Yes, he was a prolific scorer. Yes, he was a team leader. Yes, his All-American good looks made women swoon. What he might be best remembered for was a drive over to Tony Bennett’s house on New Year’s Eve in 2013.

That moment is arguably the most important in Bennett’s glorious nine years at Virginia.

No Wahoo worth his salt will ever forget that night. Only 24 hours earlier, Virginia had been embarrassed at Tennessee, losing 87-52, leaving Harris and his teammates, and the Cavaliers’ fan base totally stunned.

However, that nightmarish trip to Knoxville fueled a dramatic turnaround for UVa’s program.

The Cavaliers went on a tear, winning 19 of the next 21 games, including their first ACC Tournament championship since 1976 and earning a No. 1 seed in the NCAA Tournament. Ever since then, UVa’s program has beenone of the ACC’s best.

Could that trip to Bennett’s house have triggered Virginia’s extended run? Of course, none of this would happen without Bennett’s expertise, coaching and his overall knowledge in building a program. But every team needs a fire lit along the way.

Most fans aren’t aware that as soon as Virginia’s plane returned to Charlottesville that night, Bennett and his coaching staff had an emergency meeting in the reception area of the airport. He decided changes had to made, including simplifying the offense, intensifying the defense, and creating more defined roles for the players.

Harris followed up with his own input, calling Bennett the next evening and driving over to his coach’s house.

“I told Coach I felt like we had underachieved up to that point of the season and I had higher expectations and I envisioned the season being different to that point,” Harris told me later that season. “From that point on, guys who used to get [ticked] off when they were put on the scout team in practice, instead embraced their role without question and realized it was their job to help get everyone better.”

Teammates appreciated Harris going the extra mile out of concern for how the team had underachieved. Being a senior, that team was essentially Joe Harris’ team.

“Joe going to Coach Bennett’s house showed a great deal of leadership,” teammate Thomas Rogers said. “He had grown into a great leader. He’s so unselfish.”

While covering Harris during his Virginia career, I always noticed that he had a greater knowledge and interest in the history of the program than most any other players of his era. He had studied Cavalier hoops history and appreciated where the program had been, where it was during his time, and where it was headed.

That’s why it was no surprise that this past March in Brooklyn, Harris attended Virginia’s games en route to the Cavaliers’ ACC Tournament championship, the first since his senior year. It was no surprise that “Joey Buckets” was on the floor to celebrate with the Wahoos as confetti fluttered in the air.
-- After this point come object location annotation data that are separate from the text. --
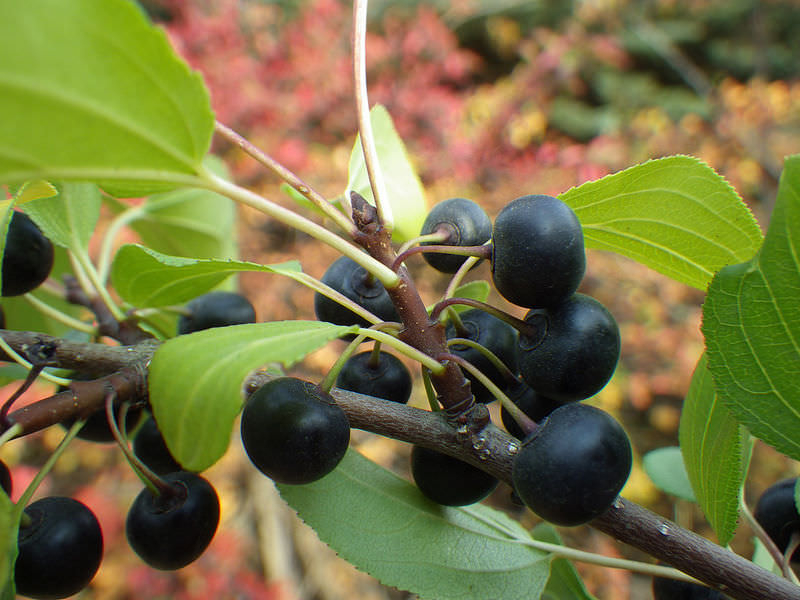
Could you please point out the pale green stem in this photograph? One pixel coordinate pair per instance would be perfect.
(107, 247)
(458, 276)
(59, 316)
(20, 360)
(431, 237)
(99, 286)
(430, 363)
(333, 372)
(48, 466)
(376, 180)
(384, 274)
(293, 180)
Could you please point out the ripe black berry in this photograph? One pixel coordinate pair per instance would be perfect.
(5, 478)
(382, 376)
(466, 223)
(28, 257)
(60, 548)
(149, 446)
(538, 258)
(294, 432)
(216, 309)
(574, 351)
(534, 405)
(447, 480)
(573, 466)
(493, 334)
(673, 589)
(353, 281)
(777, 513)
(170, 531)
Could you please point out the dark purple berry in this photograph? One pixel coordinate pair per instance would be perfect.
(216, 309)
(28, 256)
(384, 376)
(447, 480)
(495, 335)
(294, 432)
(573, 466)
(170, 531)
(466, 224)
(538, 259)
(60, 548)
(574, 350)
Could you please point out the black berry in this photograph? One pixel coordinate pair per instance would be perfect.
(294, 432)
(776, 512)
(466, 224)
(28, 257)
(354, 282)
(216, 309)
(493, 334)
(60, 548)
(534, 405)
(383, 376)
(574, 351)
(447, 480)
(149, 446)
(538, 258)
(573, 466)
(171, 531)
(673, 589)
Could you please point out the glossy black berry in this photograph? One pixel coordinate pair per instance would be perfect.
(60, 548)
(294, 432)
(149, 446)
(538, 258)
(493, 334)
(672, 589)
(534, 405)
(573, 466)
(5, 478)
(216, 309)
(171, 531)
(574, 349)
(383, 376)
(28, 257)
(466, 224)
(776, 512)
(447, 480)
(354, 282)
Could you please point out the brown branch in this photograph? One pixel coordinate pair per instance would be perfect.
(489, 448)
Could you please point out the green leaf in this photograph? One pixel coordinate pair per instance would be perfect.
(9, 524)
(751, 323)
(195, 380)
(189, 222)
(564, 582)
(144, 277)
(674, 214)
(70, 218)
(714, 452)
(411, 543)
(665, 467)
(403, 187)
(101, 98)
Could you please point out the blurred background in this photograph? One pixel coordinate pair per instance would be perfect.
(494, 99)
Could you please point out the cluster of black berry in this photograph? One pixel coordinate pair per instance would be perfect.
(169, 524)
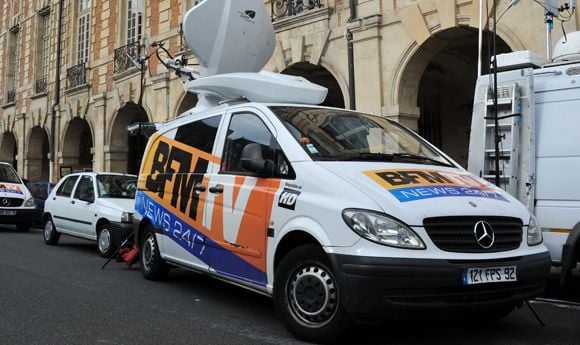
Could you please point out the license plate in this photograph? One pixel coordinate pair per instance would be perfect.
(481, 275)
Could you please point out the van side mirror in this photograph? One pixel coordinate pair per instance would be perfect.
(253, 161)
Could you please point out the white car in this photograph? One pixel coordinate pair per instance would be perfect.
(94, 206)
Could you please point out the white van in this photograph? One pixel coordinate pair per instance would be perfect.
(16, 203)
(334, 213)
(539, 150)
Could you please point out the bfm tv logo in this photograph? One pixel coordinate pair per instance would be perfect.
(288, 198)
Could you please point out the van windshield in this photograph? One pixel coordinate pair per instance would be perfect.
(8, 175)
(342, 135)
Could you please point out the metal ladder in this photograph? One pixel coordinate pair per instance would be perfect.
(509, 115)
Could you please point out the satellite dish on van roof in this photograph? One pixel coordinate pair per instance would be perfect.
(229, 36)
(570, 50)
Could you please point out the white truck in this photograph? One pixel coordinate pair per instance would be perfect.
(539, 144)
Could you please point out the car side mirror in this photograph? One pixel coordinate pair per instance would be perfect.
(253, 161)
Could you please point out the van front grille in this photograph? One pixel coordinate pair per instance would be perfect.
(457, 234)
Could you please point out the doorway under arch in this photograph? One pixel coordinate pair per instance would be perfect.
(126, 149)
(37, 163)
(77, 146)
(443, 73)
(321, 76)
(9, 149)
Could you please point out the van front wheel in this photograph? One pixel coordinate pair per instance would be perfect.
(307, 296)
(152, 265)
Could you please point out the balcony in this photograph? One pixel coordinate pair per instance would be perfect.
(281, 9)
(11, 96)
(41, 86)
(76, 76)
(125, 56)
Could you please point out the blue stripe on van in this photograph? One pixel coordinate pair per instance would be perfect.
(193, 241)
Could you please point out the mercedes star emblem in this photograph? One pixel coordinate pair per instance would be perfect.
(484, 234)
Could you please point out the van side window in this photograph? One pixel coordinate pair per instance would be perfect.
(199, 134)
(247, 128)
(66, 187)
(85, 189)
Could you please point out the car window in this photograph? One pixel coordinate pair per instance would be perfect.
(85, 189)
(247, 128)
(244, 129)
(66, 187)
(117, 186)
(8, 174)
(199, 134)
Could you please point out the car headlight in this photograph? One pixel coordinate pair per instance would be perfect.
(534, 232)
(29, 203)
(127, 217)
(382, 229)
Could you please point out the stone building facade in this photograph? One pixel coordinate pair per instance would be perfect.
(414, 61)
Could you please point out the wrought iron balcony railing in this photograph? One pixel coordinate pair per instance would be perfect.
(285, 8)
(76, 76)
(125, 56)
(41, 86)
(11, 96)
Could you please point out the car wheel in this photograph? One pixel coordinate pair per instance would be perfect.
(307, 296)
(152, 265)
(105, 243)
(50, 234)
(23, 227)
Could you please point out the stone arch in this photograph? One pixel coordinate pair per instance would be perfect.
(188, 101)
(322, 76)
(436, 85)
(125, 149)
(9, 149)
(77, 145)
(37, 161)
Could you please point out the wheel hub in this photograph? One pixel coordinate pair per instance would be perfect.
(313, 296)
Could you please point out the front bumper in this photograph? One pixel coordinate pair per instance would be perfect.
(371, 286)
(120, 232)
(19, 216)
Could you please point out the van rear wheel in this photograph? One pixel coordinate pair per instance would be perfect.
(152, 265)
(307, 296)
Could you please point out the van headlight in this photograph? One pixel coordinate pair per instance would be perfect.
(126, 217)
(29, 203)
(382, 229)
(534, 232)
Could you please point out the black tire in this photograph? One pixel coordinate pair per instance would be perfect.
(152, 265)
(307, 296)
(50, 234)
(105, 244)
(23, 227)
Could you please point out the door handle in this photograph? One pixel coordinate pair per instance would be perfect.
(217, 189)
(199, 187)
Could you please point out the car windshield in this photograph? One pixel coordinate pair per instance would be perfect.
(117, 186)
(8, 175)
(341, 135)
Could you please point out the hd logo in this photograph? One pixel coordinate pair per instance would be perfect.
(288, 198)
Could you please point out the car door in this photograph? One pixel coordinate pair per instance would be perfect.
(239, 202)
(60, 205)
(82, 207)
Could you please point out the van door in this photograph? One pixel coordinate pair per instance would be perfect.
(239, 202)
(175, 189)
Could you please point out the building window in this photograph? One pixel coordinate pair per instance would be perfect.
(13, 64)
(134, 20)
(42, 52)
(83, 31)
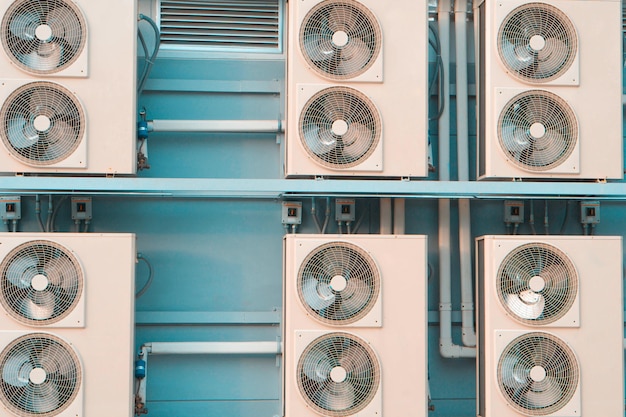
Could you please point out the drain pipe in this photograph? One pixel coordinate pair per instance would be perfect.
(447, 348)
(462, 121)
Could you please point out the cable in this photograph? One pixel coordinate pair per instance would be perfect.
(148, 283)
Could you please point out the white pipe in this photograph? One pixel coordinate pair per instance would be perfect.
(214, 348)
(385, 216)
(226, 126)
(447, 348)
(462, 123)
(399, 216)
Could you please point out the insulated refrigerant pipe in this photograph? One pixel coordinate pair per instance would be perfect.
(218, 126)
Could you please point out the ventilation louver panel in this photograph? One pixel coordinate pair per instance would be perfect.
(340, 39)
(537, 284)
(43, 124)
(43, 37)
(41, 283)
(537, 130)
(338, 283)
(338, 374)
(340, 127)
(41, 375)
(537, 42)
(538, 374)
(221, 24)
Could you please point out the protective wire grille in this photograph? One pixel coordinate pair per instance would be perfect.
(537, 130)
(340, 127)
(41, 375)
(43, 37)
(537, 42)
(538, 374)
(338, 374)
(41, 283)
(340, 39)
(43, 123)
(338, 283)
(537, 284)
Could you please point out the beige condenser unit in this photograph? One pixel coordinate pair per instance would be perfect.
(66, 324)
(68, 86)
(550, 326)
(357, 95)
(355, 325)
(549, 102)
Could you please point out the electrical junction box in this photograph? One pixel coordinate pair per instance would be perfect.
(292, 212)
(11, 208)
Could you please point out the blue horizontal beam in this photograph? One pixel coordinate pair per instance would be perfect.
(277, 188)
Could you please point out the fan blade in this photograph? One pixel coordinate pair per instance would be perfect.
(354, 56)
(21, 270)
(544, 393)
(519, 57)
(21, 133)
(317, 365)
(526, 305)
(318, 48)
(319, 140)
(16, 369)
(357, 140)
(39, 307)
(317, 295)
(338, 396)
(354, 297)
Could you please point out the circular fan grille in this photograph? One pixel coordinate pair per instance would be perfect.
(42, 123)
(41, 282)
(537, 130)
(538, 374)
(41, 375)
(537, 42)
(340, 127)
(537, 284)
(338, 283)
(43, 37)
(338, 375)
(340, 39)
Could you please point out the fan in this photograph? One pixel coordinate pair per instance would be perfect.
(537, 42)
(537, 283)
(338, 374)
(538, 374)
(340, 127)
(43, 123)
(43, 37)
(41, 282)
(537, 130)
(41, 375)
(340, 39)
(338, 283)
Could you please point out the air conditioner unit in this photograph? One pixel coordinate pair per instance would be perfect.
(66, 324)
(355, 305)
(68, 87)
(540, 303)
(549, 98)
(345, 116)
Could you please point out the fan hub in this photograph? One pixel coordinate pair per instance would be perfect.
(42, 123)
(338, 374)
(537, 130)
(37, 376)
(538, 373)
(340, 39)
(340, 127)
(537, 42)
(338, 283)
(43, 33)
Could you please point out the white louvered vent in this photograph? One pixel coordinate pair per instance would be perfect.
(235, 25)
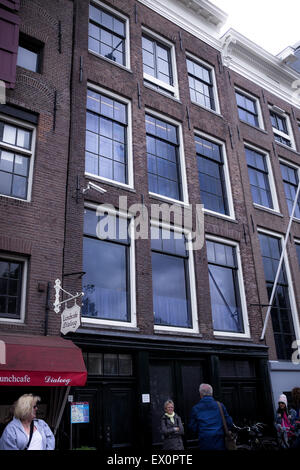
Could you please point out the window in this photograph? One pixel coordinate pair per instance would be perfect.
(30, 54)
(202, 84)
(226, 288)
(281, 129)
(259, 175)
(281, 313)
(108, 33)
(248, 109)
(290, 182)
(108, 364)
(108, 261)
(12, 288)
(172, 273)
(16, 159)
(298, 252)
(164, 175)
(107, 141)
(159, 64)
(213, 176)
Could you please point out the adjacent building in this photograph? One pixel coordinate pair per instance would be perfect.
(121, 119)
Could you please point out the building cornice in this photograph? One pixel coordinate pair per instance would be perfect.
(200, 18)
(256, 64)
Harris was just as happy as if he had been a member of the team.

“We have been trying to keep this thing going,” Harris said with a wide smile. “It boils down to once you’re part of the Virginia program, you’re part of the family forever.”

That’s one reason why Wahoo fans delighted in the fact that the Nets recognized Harris’ efforts this past season and offered the free agent the new, two-year deal.

The 26-year-old swingman experienced career highs in most every category this past season for Brooklyn: 3-point field goal percentage (41.9); field goal percentage (49.1); scoring average (10.8 per game), and rebounds (3.3). Just like at UVa, Harris worked on expanding his game, and according to one NBA stat tracker, his 62.7 percentage on drives to the basket was the highest in the league, showing that he’s more than just a perimeter threat.

But then again, if you’re a Wahoo, you’ve known that for a long, long time.